Smack...motivated flow is where orders have some mustard on them for some reason.  You can find it without drawing a single chart.  How you do it is not in any textbook that I have seen or likely will ever see.  It is not in any formulation that will ever be published. If there was any coding involved, it will never see light of day.  It is, however, very cool.  The only way you are going to get it is doing it for yourself or else working for some pretty awesome shops that think this way and have the means to do it.  When you figure it out, though, you'll be struck as to how straight forward the concept is...just like any really good concept, the underlying basis for it can be written on a post-it pad.  That's about the limit of my disclosure.

I suspect that CanOz is right about futures.  The composition of the actors in that market allows certain things to work on the basis of certain types of straight forward technical analysis and arbitrage calculations.  I might just look into that...thanks CanOz, hope it's all going well in the transition!


----------



## Smack (12 May 2014)

thanks RtYg.

can't really do it myself, because i have not been provided sufficient clues about the mustard.

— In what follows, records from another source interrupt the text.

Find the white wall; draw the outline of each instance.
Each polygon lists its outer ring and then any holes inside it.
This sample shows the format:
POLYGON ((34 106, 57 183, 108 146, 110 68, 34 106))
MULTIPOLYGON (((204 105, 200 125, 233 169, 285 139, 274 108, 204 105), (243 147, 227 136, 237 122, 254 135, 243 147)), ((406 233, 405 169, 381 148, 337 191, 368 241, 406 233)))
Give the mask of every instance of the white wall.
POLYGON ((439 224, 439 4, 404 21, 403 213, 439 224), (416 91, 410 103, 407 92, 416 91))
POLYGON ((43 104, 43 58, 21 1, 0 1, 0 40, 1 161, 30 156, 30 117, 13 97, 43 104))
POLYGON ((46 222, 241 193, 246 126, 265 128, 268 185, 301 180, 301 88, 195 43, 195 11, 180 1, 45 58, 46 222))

can you provide me any entree?

Smack


----------



## Smack (12 May 2014)

CanOz said:


> I've posted several videos on YT and linked them to this site, have a look around for them...lots of good starting points.




TahnskCanOz.


Smack


----------



## DeepState (12 May 2014)

Smack said:


> thanks RtYg.
> 
> can't really do it myself, because i have not been provided sufficient clues about the mustard.
> 
> ...




Sorry Mate, that's why it works.  It's for you to figure out.  None of us had an instruction manual when we found it either.


----------



## DeepState (12 May 2014)

CanOz said:


> Nevertheless it is still possible to make money directionally trading index futures.




"I suspect that CanOz is right about futures."

Yep, you are. Just ran the first pass work. It's over the line for all the right reasons. The trade is rich. Totally awesome. Thanks again.


----------



## Smack (12 May 2014)

DeepState said:


> Sorry Mate, that's why it works.  It's for you to figure out.  None of us had an instruction manual when we found it either.




sell me a pen


----------



## CanOz (12 May 2014)

DeepState said:


> "I suspect that CanOz is right about futures."
> 
> Yep, you are. Just ran the first pass work. It's over the line for all the right reasons. The trade is rich. Totally awesome. Thanks again.




Its the most underrated trade going...must be one of the cheapest as well


----------